5. A shortage of capital was not felt for a long time in Germany. The entire war period was characterized by great liquidity in the money market. It continued in 1919, 1920, and 1921, as may be read in the reports of the great German banks. In those years it was easy for entrepreneurs to procure capital by issuing shares and debentures, in order to enlarge their plant, and there was no scarcity of liquid resources.
A symptom of the abundance of capital in the German market was that for a long time German entrepreneurs, on the whole, felt no need of foreign loans—in marked contrast to what happened after the monetary stabilization. "The inflation," observed a banker during the congress of German bankers in 1925, "gave industry and commerce the opportunity to do without foreign loans." "So long as loans could be obtained in Germany which amortized themselves, thanks to the depreciation of the mark, there was no recourse to foreign credits. A firm who had debts abroad, which had to be repaid in full, was in an inferior position compared with his rivals who had contracted debts at home."f
Also, German entrepreneurs became creditors abroad during the inflation, since the equivalent in foreign money of part of the goods exported was left abroad.

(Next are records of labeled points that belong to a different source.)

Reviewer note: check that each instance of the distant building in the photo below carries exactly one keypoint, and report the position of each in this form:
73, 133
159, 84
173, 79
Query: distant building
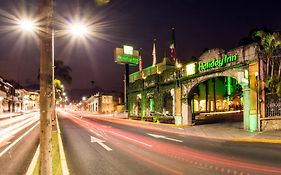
104, 102
27, 100
7, 94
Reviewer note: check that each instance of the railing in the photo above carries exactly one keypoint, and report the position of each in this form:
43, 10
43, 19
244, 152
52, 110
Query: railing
273, 105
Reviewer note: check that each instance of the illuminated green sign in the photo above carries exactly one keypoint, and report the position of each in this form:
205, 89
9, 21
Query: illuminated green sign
217, 62
126, 55
190, 69
128, 59
128, 50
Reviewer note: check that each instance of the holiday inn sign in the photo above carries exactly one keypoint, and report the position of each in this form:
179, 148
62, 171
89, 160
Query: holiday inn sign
218, 62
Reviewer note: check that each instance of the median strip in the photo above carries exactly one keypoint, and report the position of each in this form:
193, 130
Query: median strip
59, 165
256, 140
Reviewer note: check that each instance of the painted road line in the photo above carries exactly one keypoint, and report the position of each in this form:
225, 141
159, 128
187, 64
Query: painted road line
100, 142
164, 137
64, 167
11, 131
131, 139
16, 141
33, 162
256, 140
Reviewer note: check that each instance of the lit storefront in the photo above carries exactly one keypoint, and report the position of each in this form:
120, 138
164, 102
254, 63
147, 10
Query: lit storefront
215, 83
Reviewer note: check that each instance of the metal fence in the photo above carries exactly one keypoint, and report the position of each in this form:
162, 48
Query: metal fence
273, 105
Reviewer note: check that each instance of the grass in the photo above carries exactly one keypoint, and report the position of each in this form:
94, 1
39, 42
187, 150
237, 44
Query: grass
56, 162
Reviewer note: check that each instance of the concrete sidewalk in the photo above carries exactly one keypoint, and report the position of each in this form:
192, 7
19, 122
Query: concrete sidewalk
231, 131
224, 131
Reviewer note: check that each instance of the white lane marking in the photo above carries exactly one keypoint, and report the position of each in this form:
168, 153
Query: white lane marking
131, 139
164, 137
16, 141
100, 142
10, 131
33, 162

f Löb, Auslandskredite und Auslandsbeteiligung in der deutschen Wirtschaft (paper read at the Congress of Bankers in September 1925).
6. So long as the workers adapted themselves to the fall in real wages, which was a result of the inflation, entrepreneurs experienced no "shortage of capital." The flow of subsistence goods for the working classes was very much reduced; but it was sufficient to maintain the workers during the productive process.
So long as there is great unemployment, the workers generally accept the fall in the rate of real wages; but when unemployment ceases the position of the workers is strengthened and they demand higher wages. But when the workers demand that real wages should return to the previous level, before the production of consumption goods can, thanks to improvements in the producing apparatus, be increased in proportion, the flow of consumption goods becomes insufficient and a shortage of capital appears.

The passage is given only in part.